Salon Ninety One
www.salon91.co.za 

Salon Ninety One presents its first show of 2021, When it’s hot out and you wanna have a good time. The exhibition will opened on Saturday the 16th of December and will run until Saturday the 13th of February.

This all female-collection is inspired by the heat and freedom of long, colourful summer days, balmy evenings, and the strange summer we now find ourselves in; a summer which has seen restrictions on festivities, curfews, and the closure of many of South Africa’s beaches.

When temperatures soar above 29 degrees, we become lethargic about our responsibilities and the allure of leisure becomes almost too much to bear; sitting on the beach, surfing, sunbathing, a friendly game of tennis, going to pool-parties, sun-downers, the welcome gust of air-conditioner as you walk into cool museums or galleries in foreign cities, outings with friends, the tang of salt on your skin after a swim in the ocean, and other activities which seem so much more vibrant in the heat of summer. This colourful, quirky, and playful exhibition is a wistful yearning for a long, hot, normal, summer – where a good time can be had at any moment.

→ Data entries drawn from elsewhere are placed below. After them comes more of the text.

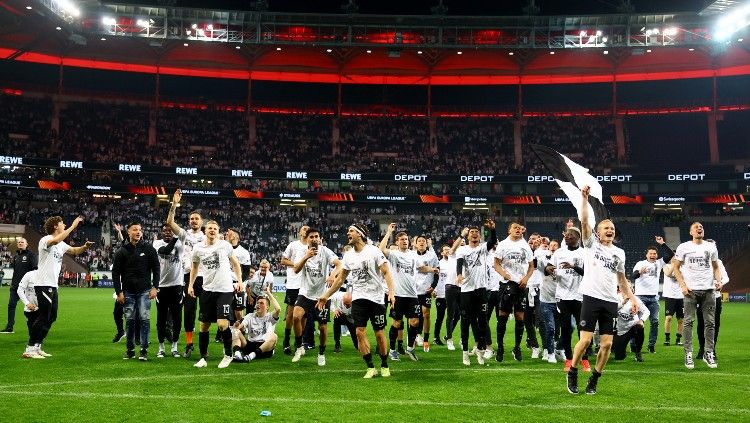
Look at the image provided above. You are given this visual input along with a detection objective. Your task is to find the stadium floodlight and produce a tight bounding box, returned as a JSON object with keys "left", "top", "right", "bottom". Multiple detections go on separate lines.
{"left": 26, "top": 6, "right": 32, "bottom": 10}
{"left": 54, "top": 0, "right": 80, "bottom": 17}
{"left": 276, "top": 47, "right": 282, "bottom": 51}
{"left": 366, "top": 49, "right": 371, "bottom": 53}
{"left": 457, "top": 50, "right": 462, "bottom": 54}
{"left": 417, "top": 50, "right": 423, "bottom": 54}
{"left": 663, "top": 27, "right": 678, "bottom": 36}
{"left": 595, "top": 30, "right": 602, "bottom": 37}
{"left": 55, "top": 26, "right": 62, "bottom": 30}
{"left": 602, "top": 36, "right": 608, "bottom": 43}
{"left": 136, "top": 19, "right": 149, "bottom": 28}
{"left": 714, "top": 5, "right": 750, "bottom": 41}
{"left": 207, "top": 24, "right": 213, "bottom": 31}
{"left": 235, "top": 45, "right": 240, "bottom": 49}
{"left": 603, "top": 50, "right": 609, "bottom": 54}
{"left": 101, "top": 16, "right": 116, "bottom": 26}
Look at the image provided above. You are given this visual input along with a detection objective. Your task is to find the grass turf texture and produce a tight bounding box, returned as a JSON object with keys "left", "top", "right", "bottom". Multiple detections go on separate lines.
{"left": 0, "top": 287, "right": 748, "bottom": 422}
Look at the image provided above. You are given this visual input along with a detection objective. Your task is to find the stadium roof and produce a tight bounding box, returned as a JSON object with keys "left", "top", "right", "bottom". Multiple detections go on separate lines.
{"left": 1, "top": 0, "right": 749, "bottom": 85}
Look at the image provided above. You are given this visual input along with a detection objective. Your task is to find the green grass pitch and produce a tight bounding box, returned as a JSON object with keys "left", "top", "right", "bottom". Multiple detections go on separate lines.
{"left": 0, "top": 287, "right": 748, "bottom": 422}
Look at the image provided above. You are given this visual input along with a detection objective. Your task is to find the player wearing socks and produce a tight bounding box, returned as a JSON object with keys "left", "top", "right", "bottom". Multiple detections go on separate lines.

When it’s hot out and you wanna have a good time features the very latest works by Berry Meyer, Emma Nourse, Lené Ehlers, Jessica Bosworth Smith, Marolize Southwood, and Tara Deacon. Berry Meyer constructs detailed, and delicate collage works, which combine disparate and discarded paper artefacts to develop thoughtful and arresting narratives on time, nostalgia, race, sexuality, and popular culture.

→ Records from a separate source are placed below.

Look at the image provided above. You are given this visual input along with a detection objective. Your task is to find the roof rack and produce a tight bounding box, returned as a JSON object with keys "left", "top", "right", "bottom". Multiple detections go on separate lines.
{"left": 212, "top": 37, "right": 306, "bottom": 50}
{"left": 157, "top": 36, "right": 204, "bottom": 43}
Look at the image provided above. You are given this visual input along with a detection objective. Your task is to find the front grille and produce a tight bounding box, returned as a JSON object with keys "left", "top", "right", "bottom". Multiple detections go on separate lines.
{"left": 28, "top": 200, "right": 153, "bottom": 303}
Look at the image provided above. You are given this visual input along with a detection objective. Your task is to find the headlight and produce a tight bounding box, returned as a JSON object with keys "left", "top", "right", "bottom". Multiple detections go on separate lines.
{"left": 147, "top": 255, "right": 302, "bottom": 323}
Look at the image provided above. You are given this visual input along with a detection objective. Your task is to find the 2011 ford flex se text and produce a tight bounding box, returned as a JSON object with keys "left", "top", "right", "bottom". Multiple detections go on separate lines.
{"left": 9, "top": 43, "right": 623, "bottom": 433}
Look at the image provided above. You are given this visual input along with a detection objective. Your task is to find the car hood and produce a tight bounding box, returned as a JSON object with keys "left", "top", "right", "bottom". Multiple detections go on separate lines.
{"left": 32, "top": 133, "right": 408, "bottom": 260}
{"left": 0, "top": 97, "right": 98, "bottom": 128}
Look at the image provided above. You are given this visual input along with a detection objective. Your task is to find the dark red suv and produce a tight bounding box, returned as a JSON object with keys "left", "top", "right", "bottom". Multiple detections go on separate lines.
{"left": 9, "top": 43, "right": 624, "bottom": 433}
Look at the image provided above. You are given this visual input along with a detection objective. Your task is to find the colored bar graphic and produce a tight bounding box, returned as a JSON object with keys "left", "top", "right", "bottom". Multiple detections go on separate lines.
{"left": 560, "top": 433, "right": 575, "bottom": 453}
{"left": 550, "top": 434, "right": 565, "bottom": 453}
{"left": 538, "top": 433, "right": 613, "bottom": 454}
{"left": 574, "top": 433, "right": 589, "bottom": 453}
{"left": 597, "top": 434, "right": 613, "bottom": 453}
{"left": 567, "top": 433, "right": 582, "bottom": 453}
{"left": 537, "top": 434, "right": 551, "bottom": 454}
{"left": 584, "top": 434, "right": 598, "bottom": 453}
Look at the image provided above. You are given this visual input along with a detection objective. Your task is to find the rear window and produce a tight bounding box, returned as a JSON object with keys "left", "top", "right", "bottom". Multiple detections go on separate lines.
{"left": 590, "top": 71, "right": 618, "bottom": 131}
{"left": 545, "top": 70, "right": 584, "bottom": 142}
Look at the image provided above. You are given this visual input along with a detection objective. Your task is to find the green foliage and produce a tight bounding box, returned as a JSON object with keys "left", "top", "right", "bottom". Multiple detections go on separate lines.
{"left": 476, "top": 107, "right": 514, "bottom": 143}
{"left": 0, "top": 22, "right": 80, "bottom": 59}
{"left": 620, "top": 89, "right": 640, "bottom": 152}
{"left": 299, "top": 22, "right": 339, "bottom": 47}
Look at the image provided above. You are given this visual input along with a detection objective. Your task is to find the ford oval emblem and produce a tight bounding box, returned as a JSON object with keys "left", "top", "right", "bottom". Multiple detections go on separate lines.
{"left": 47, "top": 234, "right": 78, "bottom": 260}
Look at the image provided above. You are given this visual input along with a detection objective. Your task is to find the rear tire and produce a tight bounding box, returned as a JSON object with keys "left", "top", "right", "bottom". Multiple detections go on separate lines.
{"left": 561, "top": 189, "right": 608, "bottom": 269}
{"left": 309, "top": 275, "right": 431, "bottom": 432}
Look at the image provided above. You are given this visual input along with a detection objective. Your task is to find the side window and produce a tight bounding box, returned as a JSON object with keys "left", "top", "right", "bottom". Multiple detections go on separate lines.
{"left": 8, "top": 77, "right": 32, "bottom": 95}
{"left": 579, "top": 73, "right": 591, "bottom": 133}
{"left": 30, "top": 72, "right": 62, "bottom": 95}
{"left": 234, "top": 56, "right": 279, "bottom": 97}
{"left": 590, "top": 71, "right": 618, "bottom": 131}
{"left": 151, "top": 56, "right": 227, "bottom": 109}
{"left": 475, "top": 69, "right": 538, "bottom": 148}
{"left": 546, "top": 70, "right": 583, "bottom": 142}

Emma Nourse works with thick oils applied to paper and canvas to render flower arrangements and still lifes which seem to melt and reconstitute over and over again on the picture plane.

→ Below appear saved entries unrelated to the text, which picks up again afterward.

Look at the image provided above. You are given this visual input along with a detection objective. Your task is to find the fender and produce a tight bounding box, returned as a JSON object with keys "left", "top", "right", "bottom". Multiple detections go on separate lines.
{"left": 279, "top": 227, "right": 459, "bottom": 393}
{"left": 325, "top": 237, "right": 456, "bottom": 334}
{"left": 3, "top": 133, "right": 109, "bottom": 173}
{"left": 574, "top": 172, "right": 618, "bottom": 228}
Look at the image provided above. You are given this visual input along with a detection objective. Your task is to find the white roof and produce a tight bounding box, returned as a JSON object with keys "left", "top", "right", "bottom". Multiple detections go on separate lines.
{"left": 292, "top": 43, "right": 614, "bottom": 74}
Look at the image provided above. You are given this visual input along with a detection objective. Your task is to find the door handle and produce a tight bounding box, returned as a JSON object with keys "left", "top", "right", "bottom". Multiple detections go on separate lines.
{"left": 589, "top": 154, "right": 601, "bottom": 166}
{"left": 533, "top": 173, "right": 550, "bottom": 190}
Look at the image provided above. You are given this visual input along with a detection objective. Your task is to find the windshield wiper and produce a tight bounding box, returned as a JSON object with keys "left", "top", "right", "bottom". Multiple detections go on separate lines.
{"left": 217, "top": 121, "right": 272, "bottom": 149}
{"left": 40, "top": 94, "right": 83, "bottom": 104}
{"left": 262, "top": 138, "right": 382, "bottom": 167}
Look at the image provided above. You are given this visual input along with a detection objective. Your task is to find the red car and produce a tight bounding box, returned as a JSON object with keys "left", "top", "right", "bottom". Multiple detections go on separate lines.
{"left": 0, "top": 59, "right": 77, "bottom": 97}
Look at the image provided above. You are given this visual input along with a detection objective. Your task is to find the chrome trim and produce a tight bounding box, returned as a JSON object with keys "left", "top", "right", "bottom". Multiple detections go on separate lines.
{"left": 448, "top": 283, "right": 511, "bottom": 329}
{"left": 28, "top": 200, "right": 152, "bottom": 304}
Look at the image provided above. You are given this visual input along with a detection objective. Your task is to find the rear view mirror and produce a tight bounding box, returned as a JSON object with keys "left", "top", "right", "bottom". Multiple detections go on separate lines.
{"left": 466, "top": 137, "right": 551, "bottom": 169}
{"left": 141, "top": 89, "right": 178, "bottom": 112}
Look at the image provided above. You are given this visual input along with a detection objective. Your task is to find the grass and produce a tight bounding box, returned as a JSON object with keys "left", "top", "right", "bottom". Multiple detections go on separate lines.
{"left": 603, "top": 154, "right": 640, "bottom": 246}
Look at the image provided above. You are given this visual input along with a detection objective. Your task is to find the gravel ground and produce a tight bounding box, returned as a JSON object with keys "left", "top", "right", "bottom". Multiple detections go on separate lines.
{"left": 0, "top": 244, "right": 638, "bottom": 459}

Lené Ehlers creates intricate abstract and wild botanical shapes in paint, collage and mixed media to explore themes of journey and self-rediscovery. Through the depiction of highly patterned and detailed scenes in bright, flat, colour,

Jessica Bosworth Smith expresses her desire to capture fantastical inner worlds which pay homage to her new-found sense of place.

Marolize Southwood’s work demonstrates her deep fascination with the human condition and our proclivity to construct our own reality using bold, joyful, and textured brushwork.

And Tara Deacon’s playful and bright paintings explore the often-overlooked moments of daily life, where her love of solid colour and simplified shapes give expression to the beauty in the mundane.

Tara Deacon. Don’t Sweat It, 2020. Gouache on paper.

We look forward to sharing this colourful new collection with you.